How do people influence
others and control events through language?
How does language
affect the ways that people understand their sense of self-identity
and represent that self to others?
How does language
act to construct identity for people as they participate in various
discourse communities?
How does narrative
play a role in identity (re)construction & sense-making?
Critical
Discourse Analysis is my primary research methodology, as it
allows me to consider how language serves as an instrument of power.
“My
approach to discourse analysis (a version of ‘critical discourse
analysis’) is based upon the assumption that language is an
irreducible part of social life, dialectically interconnected with
other elements of social life, so that social analysis and research
always has to take account of language. This means that one productive
way of doing social research is through a focus on language, using
some form of discourse analysis.” (Norman Fairclough, 2003,
2)
Narrative
Analysis also allows me to investigate identity construction
and coherence systems within discourse communities.
Narrative
is among the most important social resources for creating and maintaining
personal identity. Narrative is a significant resource for creating
our internal, private sense of self and is all the more a major resource
for conveying that self to and negotiating that self with others.
(Charlotte Linde, 1993, 98)
Rhetoric
& Composition allows me to investigate the ways in which
people use writing, especially real-life writing, to come to ways of
knowing. I am interested in composition and literacy as ideology in
action.
Education
may well be, as of right, the instrument whereby every individual,
in a society like our own can gain access to any kind of discourse.

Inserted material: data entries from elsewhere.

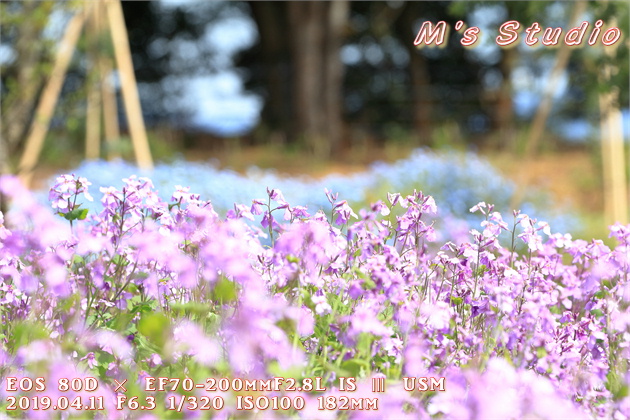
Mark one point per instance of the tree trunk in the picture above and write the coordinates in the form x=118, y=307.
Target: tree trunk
x=317, y=71
x=421, y=95
x=272, y=21
x=504, y=110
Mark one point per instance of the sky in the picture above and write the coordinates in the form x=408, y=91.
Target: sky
x=222, y=106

But we well know that in its distribution, in what it permits and
in what it prevents, it follows the well-trodden battle-lines of social
conflict. Every educational system is a political means of maintating
or of modifying the appropriation of discourse, with the knowledge
and the powers it carries with it. (Foucault, 1980)
Discoursea
of Recovery, Self-Improvement and Wellness drive much of my
current research. In order to understand governementality and mental
health in the United States, I look to everyday texts that participate
in the circulation of ideologies that encourage self-improvement activiites
as part of the project of the self--a never ending quest towards a sense
of wellness.
The questions I am
pondering...
What types of
identities are individuals constructing for themselves through narrating
their stories of recovery?
How is the language
of recovery circulating in American society and what are the implications
of such circulation?
How are such discourses
(re)producing ideologies about mental health and recovery?
How has the Internet
had an impact on the discourses of wellness and recovery?
What conclusions
can be drawn about wellness and recovery based on discourse analyses
of websites circulating in various self-help communities?